Renn wonders “how many of us ever considered whether our faith might cost us our job or was a barrier to advancement in our profession?” Increasingly practicing Christianity is a risky venture and Renn preaches resilience through a number of strategies. One strategy is “becoming excellent” in the professions and to avoid eschewing intellectual work so some Christians rise to positions of importance in secular society without “affirming absurd positions.” “Christian life in the negative world,” Renn writes, “will require more intentionality, focus, and effort than before.” But an insurance policy doesn’t hurt and Renn counsels that Christians save a significant portion of their income for when they will have to choose between their job and Christ, and that means living frugally, staying and getting out of debt, and becoming financially independent. That will allow them to walk away from a job when they refuse to affirm secular pieties over Christian ones. He also advises Christians becomes landowners and entrepreneurs as both insurance against cancellation and to help those Christians that are pushed out of secular society and its marketplace for staying true to their faith. This, Renn says, is “equipping not insulating” Christians to be truly countercultural. A Christian-owned café or bookstore that refuses to display the rainbow flag is an important venue for resisting the relentless politicizing pressures on both consumers and other businesses.
Furthermore, Renn says that Christians need to repair their “sexual economy” which means resisting pressure to divorce, having smaller families, or avoiding marriage and children altogether, as well as the viewing of pornography and normalizing casual sex. Renn provides the statistics to show that Christians are hardly immune to the sexual immorality rampant in the broader culture. “We should seek to create a counterculture in the church that models God’s intended created order and Christian teaching” and model that counterculture to a broken world. “We must first live out God’s ways in our own lives, families, and churches” and “only then, and only by God’s grace, will we have any future hope of bringing change to secular society.” He specifically calls out pastors who downplay the importance of marriage out of fear of offending single men and women in their congregations and emphasizes that “singlehood has never been understood as an ordinary calling for large numbers of Christians.”
Renn says that “online gurus” like Jordan Peterson have attracted large followings by speaking bold truths and says that “bold yet not gratuitously offensive honesty is attractive to those hungry for truth.” It is a model for missional churches to speak clearly about the challenges of modern society.
Healthy Christian families and communities will be countercultural in the Negative World but they will also attract souls seeking the Truth among the unchurched. Renn emphasizes that gender and the denial of biological sex is an important area in which the world is crying out for realism but that evangelicals intellectual teaching on the subject has been neglected. It is an area of immediate need for “excellence” that Renn calls for.
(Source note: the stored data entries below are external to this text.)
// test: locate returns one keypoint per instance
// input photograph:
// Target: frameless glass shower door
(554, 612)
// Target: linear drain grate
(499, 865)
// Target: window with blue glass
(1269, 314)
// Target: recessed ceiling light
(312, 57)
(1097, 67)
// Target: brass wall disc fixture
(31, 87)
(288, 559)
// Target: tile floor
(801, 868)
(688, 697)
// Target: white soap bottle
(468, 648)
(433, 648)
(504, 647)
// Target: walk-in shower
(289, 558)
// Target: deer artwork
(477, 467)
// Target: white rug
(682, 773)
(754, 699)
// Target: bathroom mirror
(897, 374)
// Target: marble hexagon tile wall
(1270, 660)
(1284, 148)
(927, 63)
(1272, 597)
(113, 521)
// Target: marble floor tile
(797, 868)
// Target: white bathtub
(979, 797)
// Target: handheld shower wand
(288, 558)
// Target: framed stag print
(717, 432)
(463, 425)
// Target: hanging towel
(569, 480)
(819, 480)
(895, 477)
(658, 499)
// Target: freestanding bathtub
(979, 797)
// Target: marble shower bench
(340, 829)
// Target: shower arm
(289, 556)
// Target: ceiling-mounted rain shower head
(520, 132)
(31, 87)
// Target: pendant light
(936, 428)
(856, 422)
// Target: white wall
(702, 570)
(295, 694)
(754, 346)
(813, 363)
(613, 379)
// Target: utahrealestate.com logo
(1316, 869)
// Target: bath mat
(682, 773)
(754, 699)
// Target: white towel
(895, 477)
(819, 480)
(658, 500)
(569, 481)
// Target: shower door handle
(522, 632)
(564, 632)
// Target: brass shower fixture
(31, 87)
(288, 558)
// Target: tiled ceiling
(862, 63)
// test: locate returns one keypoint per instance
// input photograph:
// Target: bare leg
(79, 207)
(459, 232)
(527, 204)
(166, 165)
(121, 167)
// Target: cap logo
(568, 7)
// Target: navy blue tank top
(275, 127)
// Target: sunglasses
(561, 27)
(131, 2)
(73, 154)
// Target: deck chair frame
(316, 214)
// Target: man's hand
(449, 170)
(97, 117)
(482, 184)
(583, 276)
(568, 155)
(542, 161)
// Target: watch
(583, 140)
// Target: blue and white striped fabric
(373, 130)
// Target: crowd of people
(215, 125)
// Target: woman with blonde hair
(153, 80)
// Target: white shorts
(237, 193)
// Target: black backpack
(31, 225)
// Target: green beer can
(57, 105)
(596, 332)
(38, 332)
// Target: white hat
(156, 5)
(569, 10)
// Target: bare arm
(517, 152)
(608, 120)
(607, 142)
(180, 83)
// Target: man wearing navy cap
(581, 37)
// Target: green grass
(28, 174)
Life in the Negative World counsels against disengagement and retreat but also says that recent strategies to engage have been ineffective and need to be rethought. He says that the near future is fraught with the unknown dangers that increased intolerance, suspicion, and hostility toward Christianity will present to Christian believers but that complacency in the old ways or retreat from a corrupted world are not answers to the challenges evangelicals and all practicing Christians face in the Negative World.